The most common are interest expenses and losses from sales of assets.
As stated previously, you MUST KNOW HOW TO PREPARE this multi-step income statement. You need to practice, practice, and practice. You will also prepare this many times over in your next accounting class, ACCT101.
No change here. The statement of looks exactly the same for both types of businesses. Remember format:
Beginning Capital XXX
Add: Additional investments, if any XXX
Subtotal XXX
Add: Net Income XXX
Less: Withdrawals
(XXX)
Net Increase
XXX
Ending Capital XXX
Liabilities are classified into current liabilities and
non-current or long-term liabilities. Current
liabilities are those liabilities that are due and payable within a one-year
time frame. Accounts Payable,
most notes payable, salaries payable are common examples of current
liabilities. Long-term
liabilities are those liabilities that do not come due during the next 12
months. Most mortgage payables,
some loans and some notes are considered long term.
Well, there are several good reasons to learn these: 1)
To pass the next test, 2) because that’s what the financial statements in
real world look like, 3) because many common financial ratios and analyses
will use components from these statements, 4) because you will have money to
invest someday and need to learn what some key ratios mean so you can make an
informed investment choice.
Gross Profit percentage shows the amount of gross profit earned per each sales dollar.
Gross Profit = Net Sales - COGS and shown as a percentage would be Gross Profit/Net Sales
Working Capital is the difference between current assets and current liabilities. (See why we need a classified balance sheet?) The amount of working capital is of key concern to management and to anyone loaning the company money. It tells whether the company has sufficient day-to-day resources to run its operations. This can be expressed in two ways:
In dollars: Working Capital = Current Assets - Current Liabilities
OR
As a percentage (which is called the current ratio) which is much more meaningful:
Current Ratio Current Ratio = CA / CL
Bankers like to see a ratio of 2 to 1. This means that the company has 2 dollars in current assets for each 1 dollar of current debt.
Inventory Turnover shows the number of times inventory has been replaced or "turned over" during the year. It is calculated as COGS/Avg. Inventory. This ratio varies widely by industry. For example, someone that makes food would have a much higher turnover that someone that makes diamond rings as one is perishable and one isn't. This turnover can be compared between years within the same company and also to competitor's ratios.
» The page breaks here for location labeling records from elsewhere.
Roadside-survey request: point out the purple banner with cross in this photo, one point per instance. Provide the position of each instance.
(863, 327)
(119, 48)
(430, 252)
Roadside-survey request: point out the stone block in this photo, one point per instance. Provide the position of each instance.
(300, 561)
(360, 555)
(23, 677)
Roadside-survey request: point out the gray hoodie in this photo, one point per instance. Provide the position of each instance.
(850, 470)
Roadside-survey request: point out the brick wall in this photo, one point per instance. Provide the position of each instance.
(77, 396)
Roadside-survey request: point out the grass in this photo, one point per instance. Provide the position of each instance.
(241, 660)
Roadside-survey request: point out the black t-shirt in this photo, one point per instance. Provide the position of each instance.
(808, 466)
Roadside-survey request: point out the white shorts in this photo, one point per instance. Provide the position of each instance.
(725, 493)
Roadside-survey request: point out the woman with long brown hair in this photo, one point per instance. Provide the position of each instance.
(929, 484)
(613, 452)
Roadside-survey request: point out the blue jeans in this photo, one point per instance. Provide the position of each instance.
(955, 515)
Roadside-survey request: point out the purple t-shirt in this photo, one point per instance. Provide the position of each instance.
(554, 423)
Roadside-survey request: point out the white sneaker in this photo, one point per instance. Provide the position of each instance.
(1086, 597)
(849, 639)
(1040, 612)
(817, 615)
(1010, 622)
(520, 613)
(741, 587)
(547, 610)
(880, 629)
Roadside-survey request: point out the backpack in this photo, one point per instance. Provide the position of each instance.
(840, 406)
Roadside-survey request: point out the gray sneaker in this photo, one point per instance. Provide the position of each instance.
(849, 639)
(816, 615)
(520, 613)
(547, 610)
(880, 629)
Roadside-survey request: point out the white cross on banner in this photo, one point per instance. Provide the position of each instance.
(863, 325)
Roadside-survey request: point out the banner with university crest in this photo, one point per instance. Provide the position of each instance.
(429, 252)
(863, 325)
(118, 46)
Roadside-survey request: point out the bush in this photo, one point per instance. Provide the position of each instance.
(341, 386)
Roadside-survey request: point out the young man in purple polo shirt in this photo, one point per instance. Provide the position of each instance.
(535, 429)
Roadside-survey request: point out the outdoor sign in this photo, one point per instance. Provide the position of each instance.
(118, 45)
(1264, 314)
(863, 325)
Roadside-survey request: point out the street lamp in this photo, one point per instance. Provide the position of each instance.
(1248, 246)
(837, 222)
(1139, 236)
Closing Entries (We must be near the end!)
Remember why we need closing entries:
The purpose of doing the closing entries has not changed. We just need to tweak the process a little.
For Service Business For Merchandisers
Close revenues Close Income Stmt accounts with credits
Close expenses Close Income Stmt accounts with debits
Close Income Summary Close Income Summary ***
Close Drawing Close Drawing
***Don’t forget to make a t-account because
this account has some balances in it now
from the inventory adjustment
That’s It. As usual, we will demonstrate all of this in class. There are a lot of terms in this chapter. Be sure you go over them. The most important part of this chapter is your ability to prepare a set of financial statements for a merchandiser.